Big Idea 5.3 Computing Bias- Tanay

Overview/Definition: Computing Biasses are the numerous Biasses in application that are based on human prefrences.

  • Computing innovations can reflect existing human biases because of biases written into the algorithms or biases in the data used by the innovation
  • Programmers should take action to reduce bias in algorithms used for computing innovations as a way of combating existing human biases
  • Biases can be embedded at all levels of software development

Types of Computing Bias - Tarun

  • Data Bias: The data does not accurently represent the values of the real world ex.
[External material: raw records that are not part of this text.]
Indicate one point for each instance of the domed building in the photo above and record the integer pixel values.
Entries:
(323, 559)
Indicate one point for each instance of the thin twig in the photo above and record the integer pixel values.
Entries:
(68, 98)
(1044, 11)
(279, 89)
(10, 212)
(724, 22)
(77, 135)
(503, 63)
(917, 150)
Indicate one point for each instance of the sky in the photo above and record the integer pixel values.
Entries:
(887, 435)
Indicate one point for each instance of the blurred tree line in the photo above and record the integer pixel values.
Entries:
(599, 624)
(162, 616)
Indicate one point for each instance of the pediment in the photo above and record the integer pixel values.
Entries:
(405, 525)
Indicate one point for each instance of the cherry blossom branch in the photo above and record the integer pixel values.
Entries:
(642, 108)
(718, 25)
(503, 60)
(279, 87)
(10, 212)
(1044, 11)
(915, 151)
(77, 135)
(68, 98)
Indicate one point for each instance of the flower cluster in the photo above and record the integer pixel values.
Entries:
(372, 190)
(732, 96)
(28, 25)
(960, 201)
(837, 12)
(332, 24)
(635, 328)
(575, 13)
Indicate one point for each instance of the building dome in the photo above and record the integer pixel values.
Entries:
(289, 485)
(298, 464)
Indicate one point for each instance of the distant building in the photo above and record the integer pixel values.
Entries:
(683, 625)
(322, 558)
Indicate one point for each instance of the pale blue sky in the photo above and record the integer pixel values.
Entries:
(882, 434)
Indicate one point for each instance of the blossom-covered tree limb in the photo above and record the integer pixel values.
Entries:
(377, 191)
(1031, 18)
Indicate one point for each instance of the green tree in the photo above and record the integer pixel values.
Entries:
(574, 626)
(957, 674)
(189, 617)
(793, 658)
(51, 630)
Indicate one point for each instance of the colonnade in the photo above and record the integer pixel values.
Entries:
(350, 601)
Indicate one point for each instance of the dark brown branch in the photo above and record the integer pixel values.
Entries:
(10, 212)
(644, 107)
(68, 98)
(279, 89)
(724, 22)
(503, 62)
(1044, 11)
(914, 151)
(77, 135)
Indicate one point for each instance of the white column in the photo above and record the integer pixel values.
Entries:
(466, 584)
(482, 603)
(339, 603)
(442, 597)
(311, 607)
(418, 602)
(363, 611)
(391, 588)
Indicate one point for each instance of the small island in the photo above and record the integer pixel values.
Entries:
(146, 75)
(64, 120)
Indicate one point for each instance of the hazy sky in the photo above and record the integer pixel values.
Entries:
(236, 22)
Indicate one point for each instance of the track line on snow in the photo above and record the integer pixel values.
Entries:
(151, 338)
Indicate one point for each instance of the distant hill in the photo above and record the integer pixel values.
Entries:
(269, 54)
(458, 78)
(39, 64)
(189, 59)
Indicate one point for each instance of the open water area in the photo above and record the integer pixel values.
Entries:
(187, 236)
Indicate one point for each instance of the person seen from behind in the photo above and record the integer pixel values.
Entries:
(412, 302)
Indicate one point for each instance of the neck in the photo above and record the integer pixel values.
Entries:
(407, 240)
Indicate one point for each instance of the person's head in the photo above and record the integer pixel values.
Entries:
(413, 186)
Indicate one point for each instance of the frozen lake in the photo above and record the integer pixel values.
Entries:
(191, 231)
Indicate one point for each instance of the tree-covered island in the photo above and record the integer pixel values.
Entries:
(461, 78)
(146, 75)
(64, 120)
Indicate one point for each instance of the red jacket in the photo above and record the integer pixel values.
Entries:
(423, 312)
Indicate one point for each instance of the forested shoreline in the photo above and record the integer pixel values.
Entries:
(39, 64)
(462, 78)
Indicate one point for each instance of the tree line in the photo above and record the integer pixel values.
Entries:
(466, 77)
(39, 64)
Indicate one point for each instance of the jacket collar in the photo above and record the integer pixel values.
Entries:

If data is taken from a sample size that doesn’t reflect the actual population - If you wanted data to represent the population in America but your sample that is being surveyed is from a Texas. The population in Texas does not accurately reflect the entire population of America.
  • Human Bias: Those who make programs may be influenced by their own biases ex. If a development team are experts in using a certain language and their algorithm demonstrates that language, they will feel that people who specialize in that language are qualified and better. This is essentially bringing in their personal biases and applying to a larger amount of people.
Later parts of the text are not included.